Next to Venezuela's gargantuan oil industry, gold once seemed an unlikely target of resource nationalism. But Venezuela possesses about 2.5% of the world's 1 billion oz. of unmined gold reserves, and experts say about half its gold is mined by some 30,000 illegal miners. So as bullion approaches $500 per oz.--and as miners call attention to their squalid lives--gold has become a hot political as well as economic commodity.
Few Venezuelan mines create more heated debate than Las Cristinas. Rights to the mine were a Dickensian legal muddle for most of the 20th century until Chávez granted Crystallex the concession in 2002 for a bargain $15 million. But company executives cannot open Las Cristinas because, among other reasons, the Chávez government has not granted the necessary environmental permits, which, so far, have been mired in bureaucratic review. One problem may be the chronic concern, as government officials have said privately, that foreign companies like Crystallex rarely create as many jobs as promised. For now, Crystallex complains it must sit idly by while its lodes are being picked at by illegal miners the government seems unable or unwilling to stop--workers Crystallex says it would be happy to hire if it could just run the mine. "The way to resolve the misery and desperation [the miners] live in," pleads Guillermo Adrián, Crystallex's Las Cristinas general manager, "is to give them the jobs."
The sooner the better, considering the misery. The miners' slums have become cauldrons of drugs and prostitution in recent years. Sewage trickles through the unpaved streets.

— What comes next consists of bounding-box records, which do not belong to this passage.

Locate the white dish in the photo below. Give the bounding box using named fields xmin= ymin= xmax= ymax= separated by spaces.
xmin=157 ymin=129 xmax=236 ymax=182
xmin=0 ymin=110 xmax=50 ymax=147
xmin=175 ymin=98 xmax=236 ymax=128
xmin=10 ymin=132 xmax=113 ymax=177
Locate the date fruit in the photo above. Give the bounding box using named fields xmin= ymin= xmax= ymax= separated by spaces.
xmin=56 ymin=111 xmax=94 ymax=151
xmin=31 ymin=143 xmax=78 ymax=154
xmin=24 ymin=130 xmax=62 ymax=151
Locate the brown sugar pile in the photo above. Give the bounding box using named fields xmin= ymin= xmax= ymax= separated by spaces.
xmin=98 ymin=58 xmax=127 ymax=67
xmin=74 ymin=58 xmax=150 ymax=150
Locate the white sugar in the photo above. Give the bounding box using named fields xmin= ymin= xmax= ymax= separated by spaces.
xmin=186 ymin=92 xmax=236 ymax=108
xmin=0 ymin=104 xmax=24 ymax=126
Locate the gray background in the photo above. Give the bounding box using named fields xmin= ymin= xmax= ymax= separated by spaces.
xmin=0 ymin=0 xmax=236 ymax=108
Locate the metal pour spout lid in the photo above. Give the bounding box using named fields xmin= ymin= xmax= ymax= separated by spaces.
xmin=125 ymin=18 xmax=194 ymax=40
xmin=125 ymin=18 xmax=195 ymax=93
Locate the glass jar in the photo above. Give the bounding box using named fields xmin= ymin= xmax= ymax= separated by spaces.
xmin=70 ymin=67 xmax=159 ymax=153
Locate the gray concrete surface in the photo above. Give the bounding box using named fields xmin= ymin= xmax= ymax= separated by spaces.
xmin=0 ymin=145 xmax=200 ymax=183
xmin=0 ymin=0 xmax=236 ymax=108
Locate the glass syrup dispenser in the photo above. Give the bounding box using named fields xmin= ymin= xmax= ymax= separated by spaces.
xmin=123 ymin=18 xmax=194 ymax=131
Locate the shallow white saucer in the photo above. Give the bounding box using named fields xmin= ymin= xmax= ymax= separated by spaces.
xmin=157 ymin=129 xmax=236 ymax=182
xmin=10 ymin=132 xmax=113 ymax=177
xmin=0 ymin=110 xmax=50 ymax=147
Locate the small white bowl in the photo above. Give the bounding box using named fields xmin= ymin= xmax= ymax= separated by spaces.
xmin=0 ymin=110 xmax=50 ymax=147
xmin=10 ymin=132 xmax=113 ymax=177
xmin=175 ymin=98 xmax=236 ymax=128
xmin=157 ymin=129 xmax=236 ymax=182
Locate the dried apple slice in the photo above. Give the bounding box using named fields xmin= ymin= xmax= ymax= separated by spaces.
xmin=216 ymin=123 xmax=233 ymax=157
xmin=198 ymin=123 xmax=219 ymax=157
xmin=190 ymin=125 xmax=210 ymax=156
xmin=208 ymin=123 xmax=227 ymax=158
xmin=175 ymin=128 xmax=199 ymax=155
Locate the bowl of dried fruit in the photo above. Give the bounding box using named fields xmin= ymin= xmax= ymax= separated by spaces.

Houses are often built of nothing sturdier than flattened gasoline drums, and the surrounding terrain looks moonscaped from the slash-and-burn deforestation. Chávez has begun to organize the miners into some 3,000 government-backed cooperatives, which would be given legal access to any gold-mine reserves the government might take away from idle concessionaires, foreign or Venezuelan. But many miners remain skeptical, especially since the cooperative funds are moving as slowly through Caracas as Crystallex's environmental permits. "We're always living with conflict and manipulation," says Humberto José Alonso, 37, an illegal miner for 18 years. "We hear promises from everyone, but we don't see results."
Industry analysts say even Chávez, for all his provocative socialist rhetoric, realizes that the best way to achieve those results is to tap into the capital and technology of the multinationals. Says Luis Rojas, vice president of Venezuela's mining chamber: "He knows foreign investment is the only way Venezuela can boost its production and increase its reserves." While Chávez's September speech may have scared the mother lode out of mining execs, many believe it was meant more to appease the restless miners than to presage the ouster of the foreigners.